The method developed by Zhiyong Zhang and Lian-Mao Peng at Peking University’s Frontiers Science Center for Nano-optoelectronics sorts the nanotubes so that no more than one in a million is metallic, and aligns them on a silicon wafer at a density of between 100 and 200 per micrometer, up from the 47 achieved by previous researchers. The team demonstrated the feasibility of their method by using it to build a carbon-nanotube-based field-effect transistor that outperformed a similar device built of silicon.

They started with commercially available carbon nanotubes, and placed them in a toluene solvent to which they added the polymer poly[9-(1-octylonoyl)-9H-carbazole-2,7-diyl (PCz). The PCz wrapped around the individual nanotubes, which were then placed into a centrifuge that sorted the wrapped nanotubes. Repeating the process twice more further sorted them, to the point where 99.9999% of the nanotubes were semiconducting, an improvement over the 99.99% achieved by previous methods. They researchers say it should be possible to improve the selection of the nanotubes even more by repeating the process more times.

Next, they dipped a 10-cm silicon wafer into the solution of purified nanotubes and added a small amount of 2-butene-1,4-diol. The butene diol formed a thin layer that surrounded the wafer. Nanotubes floating in the solution bumped into the butene diol, which formed hydrogen bonds with the PCz.
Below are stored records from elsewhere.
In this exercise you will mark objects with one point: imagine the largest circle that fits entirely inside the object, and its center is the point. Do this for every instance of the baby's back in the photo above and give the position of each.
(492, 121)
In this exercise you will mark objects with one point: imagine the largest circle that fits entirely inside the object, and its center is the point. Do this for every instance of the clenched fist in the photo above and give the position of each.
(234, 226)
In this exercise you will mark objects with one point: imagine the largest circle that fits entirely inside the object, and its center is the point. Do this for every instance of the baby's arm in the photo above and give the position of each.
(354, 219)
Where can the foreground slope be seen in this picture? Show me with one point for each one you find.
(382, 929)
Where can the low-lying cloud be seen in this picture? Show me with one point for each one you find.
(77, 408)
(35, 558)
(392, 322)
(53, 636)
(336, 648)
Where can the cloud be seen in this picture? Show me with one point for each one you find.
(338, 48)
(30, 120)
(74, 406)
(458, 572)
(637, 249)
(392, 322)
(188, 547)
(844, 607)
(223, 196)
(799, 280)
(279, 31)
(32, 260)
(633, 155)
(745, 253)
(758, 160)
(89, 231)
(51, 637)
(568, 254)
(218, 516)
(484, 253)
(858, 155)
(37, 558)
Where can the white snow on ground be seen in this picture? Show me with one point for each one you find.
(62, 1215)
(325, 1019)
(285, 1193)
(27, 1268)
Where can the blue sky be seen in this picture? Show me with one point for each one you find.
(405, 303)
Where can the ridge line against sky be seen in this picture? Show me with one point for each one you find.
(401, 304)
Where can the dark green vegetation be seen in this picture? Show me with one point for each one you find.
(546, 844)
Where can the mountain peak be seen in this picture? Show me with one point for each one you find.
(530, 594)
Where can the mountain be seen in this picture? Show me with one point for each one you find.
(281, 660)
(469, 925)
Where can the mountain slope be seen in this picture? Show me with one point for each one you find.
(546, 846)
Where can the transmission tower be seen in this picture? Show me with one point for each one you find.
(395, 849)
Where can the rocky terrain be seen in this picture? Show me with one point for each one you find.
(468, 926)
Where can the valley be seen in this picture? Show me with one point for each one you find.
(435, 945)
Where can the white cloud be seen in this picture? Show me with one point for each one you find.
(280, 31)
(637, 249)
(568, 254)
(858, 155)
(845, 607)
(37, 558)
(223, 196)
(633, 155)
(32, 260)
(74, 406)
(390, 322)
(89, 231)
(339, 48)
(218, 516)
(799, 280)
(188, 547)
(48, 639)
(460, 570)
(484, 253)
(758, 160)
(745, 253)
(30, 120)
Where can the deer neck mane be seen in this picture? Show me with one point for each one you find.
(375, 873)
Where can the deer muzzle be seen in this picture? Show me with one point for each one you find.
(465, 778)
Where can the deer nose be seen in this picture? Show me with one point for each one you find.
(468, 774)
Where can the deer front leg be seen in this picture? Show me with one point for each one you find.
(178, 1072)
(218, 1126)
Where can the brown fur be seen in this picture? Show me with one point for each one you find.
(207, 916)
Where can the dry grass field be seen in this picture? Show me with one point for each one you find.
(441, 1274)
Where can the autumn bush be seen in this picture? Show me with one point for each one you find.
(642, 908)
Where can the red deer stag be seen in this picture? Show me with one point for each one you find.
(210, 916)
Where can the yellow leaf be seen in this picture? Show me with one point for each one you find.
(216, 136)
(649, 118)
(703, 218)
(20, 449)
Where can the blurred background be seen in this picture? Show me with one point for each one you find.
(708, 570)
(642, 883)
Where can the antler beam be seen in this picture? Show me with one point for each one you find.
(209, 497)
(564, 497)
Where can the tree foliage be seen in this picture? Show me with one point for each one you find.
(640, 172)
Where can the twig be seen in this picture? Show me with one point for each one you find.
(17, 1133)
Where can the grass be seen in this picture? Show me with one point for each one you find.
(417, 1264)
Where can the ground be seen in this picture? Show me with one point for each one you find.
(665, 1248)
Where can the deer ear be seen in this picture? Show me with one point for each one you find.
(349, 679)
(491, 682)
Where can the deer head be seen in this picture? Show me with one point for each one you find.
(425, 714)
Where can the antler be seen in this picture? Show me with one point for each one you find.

As researchers slowly pulled the wafer out of the solution, the nanotubes self-assembled along the contact between the wafer and the butene diol, a process they named dimension-limited self-alignment.

Increasing the density of carbon nanotubes on the array is as simple as adding more of them to the solution, the researchers say.

Aaron Franklin, a chemist and electrical engineer at Duke University, says when he helped define the goals for the purity and density of carbon nanotubes 10 years ago, many people thought they couldn’t be met. “It really is a remarkable achievement,” he says. “The achievements in this work show a significant leap forward for high-performance CNT transistors.”

He worries that residue from the polymer might cause problems, an issue that Peng agrees needs to be addressed. Still, Peng is hopeful that chips containing carbon nanotubes could start to appear in the market within three to five years.

Nanotube transistors will allow new chip designs, including building 3-D architectures with dense interconnections that allow memory and processors to be packed close together, important for high-performance tasks like running artificial intelligence algorithms. This kind of stacking is not possible with silicon because the components are produced at such high temperatures that the interconnects would melt. Subhasish Mitra, an electrical engineer at Stanford University, thinks this and other work on nanotube-based circuits will lead to more of these architectures. “There are challenges, but they are surmountable challenges,” he says.

CORRECTION

This story was updated on May 21, 2020, to clarify how the researchers sorted the carbon nanotubes. They were not sorted by size.